The LaSalle High School Class of 1977 came togetherfor no other reason than our families lived within some imaginary boundary on a map drawn by a group of bureaucrats hidden in an office of the School Corporation building in downtown South Bend. They didn’t know us, our likes or dislikes. We were simply dots on a map.

We came from many different backgrounds: every nationality, religion, and skin color represented by the population of our county were included. At the time, LaSalle was noted as the most culturally diverse student population in the school district. We came from ten different grade schools which merged into four different Junior High Schools.

We first all met when we were put together in the old Central High School for our freshman year of high school. This school had history! Most of us had parents, aunts, uncles, even grandparents and beyond who attended high school in that building. For most of us, it never quite became home. Some of us were there since 7th grade and perhaps they had grown to feel at home, but it takes more than one year to feel like you belong somewhere.

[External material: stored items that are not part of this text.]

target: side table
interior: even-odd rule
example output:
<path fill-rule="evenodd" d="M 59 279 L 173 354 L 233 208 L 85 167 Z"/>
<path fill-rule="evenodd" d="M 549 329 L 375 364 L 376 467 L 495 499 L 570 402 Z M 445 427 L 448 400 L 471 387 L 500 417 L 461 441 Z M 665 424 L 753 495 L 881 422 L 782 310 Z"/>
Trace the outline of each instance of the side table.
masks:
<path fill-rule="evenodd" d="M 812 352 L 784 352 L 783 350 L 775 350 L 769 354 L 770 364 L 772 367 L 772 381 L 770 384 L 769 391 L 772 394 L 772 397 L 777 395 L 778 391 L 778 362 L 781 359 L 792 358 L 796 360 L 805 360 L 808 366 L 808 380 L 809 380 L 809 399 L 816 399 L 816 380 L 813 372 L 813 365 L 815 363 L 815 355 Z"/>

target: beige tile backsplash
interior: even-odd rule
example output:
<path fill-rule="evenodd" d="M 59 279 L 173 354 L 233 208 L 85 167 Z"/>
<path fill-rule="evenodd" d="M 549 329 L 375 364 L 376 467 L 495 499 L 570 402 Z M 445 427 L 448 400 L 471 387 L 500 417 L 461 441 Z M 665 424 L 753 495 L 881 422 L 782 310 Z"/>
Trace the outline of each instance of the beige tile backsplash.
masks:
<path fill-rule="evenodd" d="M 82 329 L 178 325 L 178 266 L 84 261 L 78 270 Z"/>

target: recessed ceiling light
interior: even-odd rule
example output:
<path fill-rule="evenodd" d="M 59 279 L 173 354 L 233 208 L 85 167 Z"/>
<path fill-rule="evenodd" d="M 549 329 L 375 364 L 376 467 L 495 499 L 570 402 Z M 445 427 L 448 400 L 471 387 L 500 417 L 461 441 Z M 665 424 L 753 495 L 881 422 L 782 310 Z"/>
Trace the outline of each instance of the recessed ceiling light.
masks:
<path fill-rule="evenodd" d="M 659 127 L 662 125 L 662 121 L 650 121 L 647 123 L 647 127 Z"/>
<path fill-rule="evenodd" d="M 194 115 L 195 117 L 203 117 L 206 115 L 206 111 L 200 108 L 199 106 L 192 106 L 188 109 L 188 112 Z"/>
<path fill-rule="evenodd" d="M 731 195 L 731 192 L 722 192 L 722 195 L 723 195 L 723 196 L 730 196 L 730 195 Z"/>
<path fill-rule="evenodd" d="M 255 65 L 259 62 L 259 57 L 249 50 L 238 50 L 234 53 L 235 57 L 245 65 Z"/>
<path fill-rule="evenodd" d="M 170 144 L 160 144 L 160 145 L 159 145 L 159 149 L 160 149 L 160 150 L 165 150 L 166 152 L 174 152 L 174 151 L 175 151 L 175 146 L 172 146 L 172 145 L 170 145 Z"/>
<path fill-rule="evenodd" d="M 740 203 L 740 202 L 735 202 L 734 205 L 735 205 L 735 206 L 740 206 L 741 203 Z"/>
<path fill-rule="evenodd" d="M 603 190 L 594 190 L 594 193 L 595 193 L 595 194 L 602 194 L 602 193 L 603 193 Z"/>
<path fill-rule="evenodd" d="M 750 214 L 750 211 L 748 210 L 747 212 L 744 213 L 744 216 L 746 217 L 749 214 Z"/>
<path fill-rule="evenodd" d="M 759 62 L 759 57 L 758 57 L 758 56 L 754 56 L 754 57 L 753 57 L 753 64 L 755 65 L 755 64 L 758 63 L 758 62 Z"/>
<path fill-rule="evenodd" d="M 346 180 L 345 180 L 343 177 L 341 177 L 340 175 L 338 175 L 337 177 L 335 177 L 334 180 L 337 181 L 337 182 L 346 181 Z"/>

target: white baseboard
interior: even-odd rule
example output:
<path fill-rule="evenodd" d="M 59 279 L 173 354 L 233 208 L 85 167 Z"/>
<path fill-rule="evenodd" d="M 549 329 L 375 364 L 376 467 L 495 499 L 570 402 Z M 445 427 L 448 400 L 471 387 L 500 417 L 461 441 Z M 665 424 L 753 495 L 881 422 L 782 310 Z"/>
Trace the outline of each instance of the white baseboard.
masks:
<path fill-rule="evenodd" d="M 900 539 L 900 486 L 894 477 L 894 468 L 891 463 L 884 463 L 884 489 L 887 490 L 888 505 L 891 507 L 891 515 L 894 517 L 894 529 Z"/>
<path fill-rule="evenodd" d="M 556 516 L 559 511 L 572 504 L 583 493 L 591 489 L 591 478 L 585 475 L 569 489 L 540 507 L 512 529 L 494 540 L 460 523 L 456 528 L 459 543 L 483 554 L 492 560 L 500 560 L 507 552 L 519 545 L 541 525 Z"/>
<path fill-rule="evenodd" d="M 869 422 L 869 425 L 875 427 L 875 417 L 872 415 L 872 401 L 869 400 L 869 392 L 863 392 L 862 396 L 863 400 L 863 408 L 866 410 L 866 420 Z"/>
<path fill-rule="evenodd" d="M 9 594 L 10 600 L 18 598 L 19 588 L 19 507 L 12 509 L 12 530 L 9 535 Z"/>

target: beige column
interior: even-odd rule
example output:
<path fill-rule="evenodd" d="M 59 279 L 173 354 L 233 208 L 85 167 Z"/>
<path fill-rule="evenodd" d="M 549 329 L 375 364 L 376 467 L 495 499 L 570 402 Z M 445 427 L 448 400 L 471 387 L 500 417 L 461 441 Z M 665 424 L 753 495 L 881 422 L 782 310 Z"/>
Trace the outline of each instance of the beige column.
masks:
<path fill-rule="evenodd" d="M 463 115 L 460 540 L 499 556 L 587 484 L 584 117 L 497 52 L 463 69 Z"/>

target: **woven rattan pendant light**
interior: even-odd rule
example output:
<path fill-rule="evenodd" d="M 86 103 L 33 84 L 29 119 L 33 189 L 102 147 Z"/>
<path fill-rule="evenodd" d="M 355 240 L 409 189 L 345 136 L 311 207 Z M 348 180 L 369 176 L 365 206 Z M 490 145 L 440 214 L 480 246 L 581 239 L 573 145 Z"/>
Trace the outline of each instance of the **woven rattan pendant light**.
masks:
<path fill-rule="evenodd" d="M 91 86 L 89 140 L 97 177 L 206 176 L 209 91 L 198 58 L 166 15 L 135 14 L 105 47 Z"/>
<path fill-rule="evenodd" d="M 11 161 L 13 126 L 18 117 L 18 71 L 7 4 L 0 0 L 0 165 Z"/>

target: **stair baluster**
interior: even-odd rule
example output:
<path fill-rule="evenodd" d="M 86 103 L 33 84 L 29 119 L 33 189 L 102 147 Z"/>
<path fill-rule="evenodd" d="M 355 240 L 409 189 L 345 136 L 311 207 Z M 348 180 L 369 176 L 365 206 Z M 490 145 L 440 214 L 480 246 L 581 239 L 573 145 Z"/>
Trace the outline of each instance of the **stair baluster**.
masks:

Our early childhoods were spent in some very turbulent times. We started Kindergarten the fall after the assassination of JFK. Martin Luther King and RFK were killed around the end of our 3rd grade year. On the TVs of our childhood was constant coverage of the Viet Nam War and protests, for civil rights and anti-war. We had Woodstock, Kent State, Wounded Knee and Watergate as the sound track of our childhood. We weren’t strangers to dissension or racism. We saw religious war being waged in Ireland.

In September 1974 we strolled through the doors of what was to become our home. We were put together into a class that numbered about 500 people. We had our differences, but in spite of that, perhaps because of that, we did become a family. We saw on television, read in the newspaper, and in some cases heard from others that we shouldn’t trust “them” because “they” were different. Still we became a family. We didn’t see colors or religions, we saw, us. We saw that we were in this together. We were one.

Now, many years have passed since we graduated from the building that was the “Lions’ Den,” yet, the Class of ’77 is alive and well. We no longer have our building, teams, or the studies that bound us. In some cases we no longer have the friends who have since been laid to rest. We do, however, have our Class. We recently held our 35th Class Reunion. Once we were in that room together, the feelings of camaraderie returned. We were, once again, The Lions.

We had a very diverse group attend. For the most part, we looked more like the teachers that had helped mold us into the people we are than the students that we were. But in that room, there was more than the LHS Class of ’77, more than the Lions. There was a love permeating the room. We were surrounded by Family.

I wish love, good health and good fortune to all of my family, The LaSalle High School Class of 1977.